While journalists have written story after story about young and disillusioned white men in the “heartland,” there are still plenty of demographics that aren’t being heard. With women of color making up less than five percent of American newsrooms, biased perspectives continue to dominate the American news diet (Abbady, 2017). In a now-deleted Tweet, freelance writer Josh Jordan wrote that Alexandria Ocasio-Cortez was “underwater” with everyone except women, people of color, and those 18-34 years old, referring to current Gallup polling on her popularity (Ocasio-Cortez, 2019). Practically, this suggests that Ocasio-Cortez is popular among much of the population, but she is missing a group that has historically held the most power in our society. This perspective among writers impacts the news content produced, and it continues to frustrate readers.
Additionally, the media continues to love untraditional candidates. From Alexandria Ocasio-Cortez to Beto O’Rourke, news publications seem focused on pushing out the latest quote that breaks all the regional norms. One Washington Post columnist wrote that Ocasio- Cortez has one thing in common with Trump – her comfort with rejecting the establishment, including traditional media conventions (Farhi, 2019). Anti-establishment candidates are interesting and new, which prompts news media to cover them.

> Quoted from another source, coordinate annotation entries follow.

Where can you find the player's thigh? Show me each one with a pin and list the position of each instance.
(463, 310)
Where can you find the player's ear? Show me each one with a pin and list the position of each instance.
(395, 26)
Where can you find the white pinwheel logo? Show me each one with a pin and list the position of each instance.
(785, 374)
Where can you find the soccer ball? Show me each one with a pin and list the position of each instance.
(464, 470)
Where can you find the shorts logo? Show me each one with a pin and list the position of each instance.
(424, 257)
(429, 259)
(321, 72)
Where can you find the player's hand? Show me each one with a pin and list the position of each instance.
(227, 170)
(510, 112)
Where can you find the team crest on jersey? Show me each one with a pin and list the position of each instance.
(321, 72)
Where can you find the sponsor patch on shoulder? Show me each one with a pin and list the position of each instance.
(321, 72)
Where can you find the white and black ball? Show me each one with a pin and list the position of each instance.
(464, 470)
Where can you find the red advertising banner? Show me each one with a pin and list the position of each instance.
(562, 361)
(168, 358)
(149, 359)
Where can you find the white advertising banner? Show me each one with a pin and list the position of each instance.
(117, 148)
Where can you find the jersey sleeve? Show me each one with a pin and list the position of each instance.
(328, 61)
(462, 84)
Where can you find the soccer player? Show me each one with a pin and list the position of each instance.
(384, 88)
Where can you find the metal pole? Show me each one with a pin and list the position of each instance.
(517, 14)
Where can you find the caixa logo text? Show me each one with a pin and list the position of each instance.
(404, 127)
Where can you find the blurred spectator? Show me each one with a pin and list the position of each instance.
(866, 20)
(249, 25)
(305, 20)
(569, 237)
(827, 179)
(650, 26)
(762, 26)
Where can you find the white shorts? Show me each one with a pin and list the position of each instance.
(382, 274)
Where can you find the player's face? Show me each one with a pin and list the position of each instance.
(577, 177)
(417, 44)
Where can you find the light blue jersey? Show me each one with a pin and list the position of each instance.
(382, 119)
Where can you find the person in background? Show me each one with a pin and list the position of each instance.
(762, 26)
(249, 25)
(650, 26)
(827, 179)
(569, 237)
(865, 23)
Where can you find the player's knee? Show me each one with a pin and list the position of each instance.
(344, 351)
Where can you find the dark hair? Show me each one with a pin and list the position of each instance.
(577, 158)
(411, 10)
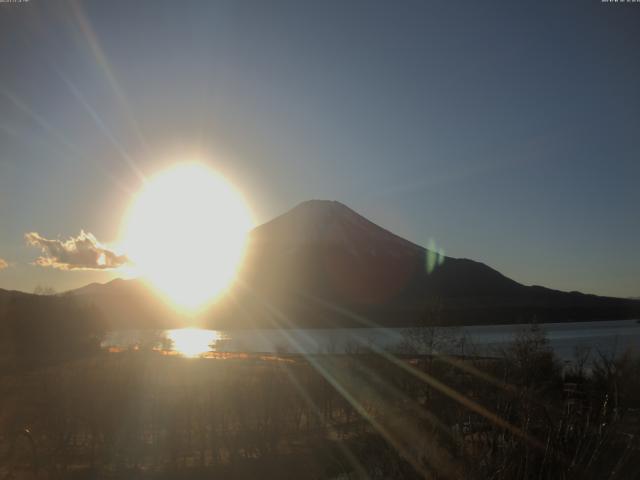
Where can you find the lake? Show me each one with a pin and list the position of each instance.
(612, 336)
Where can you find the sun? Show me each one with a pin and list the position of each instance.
(185, 232)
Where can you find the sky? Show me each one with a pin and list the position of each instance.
(505, 132)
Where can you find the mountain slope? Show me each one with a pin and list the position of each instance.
(323, 265)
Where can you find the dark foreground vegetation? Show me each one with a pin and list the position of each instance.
(70, 410)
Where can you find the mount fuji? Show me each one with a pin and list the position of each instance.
(323, 265)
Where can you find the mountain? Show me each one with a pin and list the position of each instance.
(323, 265)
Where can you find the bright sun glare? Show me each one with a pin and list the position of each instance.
(192, 342)
(186, 234)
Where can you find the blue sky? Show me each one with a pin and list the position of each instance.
(506, 132)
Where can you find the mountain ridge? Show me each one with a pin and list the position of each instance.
(321, 264)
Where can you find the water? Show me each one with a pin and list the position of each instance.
(613, 336)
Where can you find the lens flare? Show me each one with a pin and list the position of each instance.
(186, 234)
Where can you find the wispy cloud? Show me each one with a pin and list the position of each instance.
(83, 252)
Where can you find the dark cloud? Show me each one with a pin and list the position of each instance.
(81, 253)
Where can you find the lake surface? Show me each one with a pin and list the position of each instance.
(613, 336)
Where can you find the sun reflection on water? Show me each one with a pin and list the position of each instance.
(193, 342)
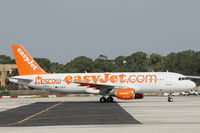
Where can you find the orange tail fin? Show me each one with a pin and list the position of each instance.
(25, 63)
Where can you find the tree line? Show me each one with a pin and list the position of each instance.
(185, 62)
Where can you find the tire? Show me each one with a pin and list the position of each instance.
(109, 99)
(102, 100)
(170, 99)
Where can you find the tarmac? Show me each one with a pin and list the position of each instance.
(86, 114)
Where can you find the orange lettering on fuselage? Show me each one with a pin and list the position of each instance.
(40, 80)
(111, 78)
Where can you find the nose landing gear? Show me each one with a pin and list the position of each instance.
(170, 99)
(109, 99)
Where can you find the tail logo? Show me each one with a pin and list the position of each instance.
(27, 59)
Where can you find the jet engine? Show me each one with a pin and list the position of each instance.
(127, 94)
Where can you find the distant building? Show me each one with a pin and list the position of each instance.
(5, 71)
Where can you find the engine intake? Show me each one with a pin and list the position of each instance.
(127, 94)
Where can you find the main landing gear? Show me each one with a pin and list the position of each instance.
(104, 99)
(170, 99)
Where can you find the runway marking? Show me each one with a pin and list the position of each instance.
(30, 117)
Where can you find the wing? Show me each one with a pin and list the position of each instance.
(103, 88)
(20, 80)
(97, 86)
(193, 77)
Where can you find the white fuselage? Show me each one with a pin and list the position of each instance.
(141, 82)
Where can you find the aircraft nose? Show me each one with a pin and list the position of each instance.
(193, 85)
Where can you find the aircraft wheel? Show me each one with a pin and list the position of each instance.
(109, 99)
(102, 99)
(170, 99)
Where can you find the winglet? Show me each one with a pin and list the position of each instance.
(25, 63)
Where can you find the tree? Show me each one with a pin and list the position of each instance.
(79, 64)
(137, 62)
(44, 63)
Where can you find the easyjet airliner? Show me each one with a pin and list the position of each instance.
(123, 85)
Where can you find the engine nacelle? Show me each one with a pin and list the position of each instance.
(127, 94)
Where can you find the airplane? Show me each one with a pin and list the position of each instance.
(122, 85)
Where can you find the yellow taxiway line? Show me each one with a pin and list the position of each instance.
(34, 115)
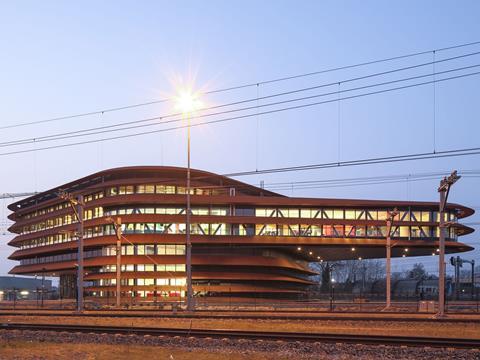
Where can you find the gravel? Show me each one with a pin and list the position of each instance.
(224, 347)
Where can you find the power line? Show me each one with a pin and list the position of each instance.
(368, 161)
(229, 119)
(103, 129)
(131, 106)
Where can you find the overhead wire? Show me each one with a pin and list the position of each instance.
(161, 118)
(237, 117)
(126, 107)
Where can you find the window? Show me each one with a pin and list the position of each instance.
(262, 212)
(350, 215)
(338, 214)
(161, 250)
(150, 249)
(170, 249)
(126, 190)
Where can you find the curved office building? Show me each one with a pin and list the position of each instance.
(246, 241)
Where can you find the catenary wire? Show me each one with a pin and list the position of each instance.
(237, 117)
(161, 118)
(106, 110)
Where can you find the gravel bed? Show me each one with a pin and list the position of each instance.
(224, 347)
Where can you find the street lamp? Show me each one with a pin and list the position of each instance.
(444, 190)
(390, 218)
(187, 102)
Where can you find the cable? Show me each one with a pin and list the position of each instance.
(73, 134)
(230, 119)
(107, 110)
(266, 97)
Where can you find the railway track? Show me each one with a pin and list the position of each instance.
(245, 316)
(253, 335)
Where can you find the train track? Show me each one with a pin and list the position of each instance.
(244, 316)
(253, 335)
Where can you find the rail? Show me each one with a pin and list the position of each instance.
(254, 335)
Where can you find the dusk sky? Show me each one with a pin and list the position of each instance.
(59, 59)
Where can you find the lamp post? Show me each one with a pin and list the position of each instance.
(187, 102)
(390, 217)
(117, 225)
(444, 190)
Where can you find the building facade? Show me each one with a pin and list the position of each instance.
(246, 241)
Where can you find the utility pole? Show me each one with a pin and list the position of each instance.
(444, 190)
(77, 205)
(390, 217)
(43, 286)
(190, 305)
(117, 224)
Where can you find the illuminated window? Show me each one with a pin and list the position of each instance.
(350, 214)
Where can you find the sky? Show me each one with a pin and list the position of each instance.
(64, 58)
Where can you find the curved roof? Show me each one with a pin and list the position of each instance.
(165, 173)
(162, 172)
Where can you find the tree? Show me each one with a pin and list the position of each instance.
(418, 272)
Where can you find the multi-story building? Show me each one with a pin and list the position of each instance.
(246, 241)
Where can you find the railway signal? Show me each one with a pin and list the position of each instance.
(77, 204)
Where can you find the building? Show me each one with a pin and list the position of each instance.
(20, 288)
(246, 241)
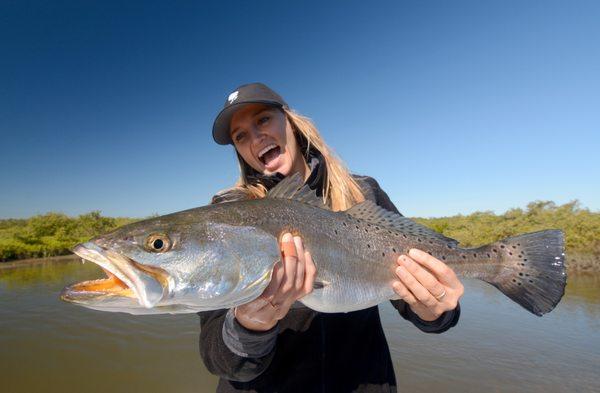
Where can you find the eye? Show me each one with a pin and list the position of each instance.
(158, 242)
(239, 136)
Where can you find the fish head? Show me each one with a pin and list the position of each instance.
(175, 266)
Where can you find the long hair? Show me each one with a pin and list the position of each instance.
(340, 190)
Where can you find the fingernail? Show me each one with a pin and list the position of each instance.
(414, 252)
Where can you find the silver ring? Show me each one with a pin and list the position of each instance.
(275, 306)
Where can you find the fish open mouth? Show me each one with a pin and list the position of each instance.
(124, 278)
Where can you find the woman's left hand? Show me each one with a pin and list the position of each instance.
(427, 285)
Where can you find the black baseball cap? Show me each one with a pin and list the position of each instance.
(252, 93)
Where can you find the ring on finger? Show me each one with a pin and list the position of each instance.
(275, 306)
(441, 295)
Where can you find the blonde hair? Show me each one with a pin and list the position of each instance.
(340, 190)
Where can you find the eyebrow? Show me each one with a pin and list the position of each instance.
(258, 111)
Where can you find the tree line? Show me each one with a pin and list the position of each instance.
(55, 234)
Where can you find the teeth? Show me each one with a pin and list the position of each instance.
(266, 149)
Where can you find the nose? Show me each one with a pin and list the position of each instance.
(257, 135)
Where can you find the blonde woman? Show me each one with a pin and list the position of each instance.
(268, 345)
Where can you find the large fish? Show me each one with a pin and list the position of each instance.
(222, 255)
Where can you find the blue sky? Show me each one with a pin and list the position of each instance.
(454, 107)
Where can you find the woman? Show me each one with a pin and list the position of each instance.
(268, 345)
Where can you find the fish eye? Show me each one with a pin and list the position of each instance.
(158, 242)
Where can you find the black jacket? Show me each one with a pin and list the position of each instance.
(308, 351)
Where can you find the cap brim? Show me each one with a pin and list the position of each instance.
(223, 120)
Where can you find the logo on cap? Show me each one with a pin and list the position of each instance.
(232, 97)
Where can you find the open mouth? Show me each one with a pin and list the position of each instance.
(124, 278)
(269, 155)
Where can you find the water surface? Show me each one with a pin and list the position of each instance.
(47, 345)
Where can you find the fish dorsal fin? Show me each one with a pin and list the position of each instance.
(374, 214)
(293, 187)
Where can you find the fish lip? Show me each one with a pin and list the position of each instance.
(124, 269)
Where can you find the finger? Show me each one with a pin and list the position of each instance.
(301, 265)
(310, 273)
(404, 293)
(288, 247)
(437, 267)
(290, 259)
(415, 287)
(423, 276)
(275, 283)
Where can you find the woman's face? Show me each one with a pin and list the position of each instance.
(264, 138)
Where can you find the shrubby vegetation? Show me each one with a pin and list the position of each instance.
(55, 234)
(581, 227)
(51, 234)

For this reason, the news media inherently favors candidates that are anti-establishment and polarizing. With digital media overtaking print, the audience’s interest in each individual story becomes much more important, and the media sees these candidates as a guarantee that the audience will care. A focus on anti-establishment candidates is certainly interesting, but it also encourages polarization and the election of figures based on their rhetoric rather than their policy.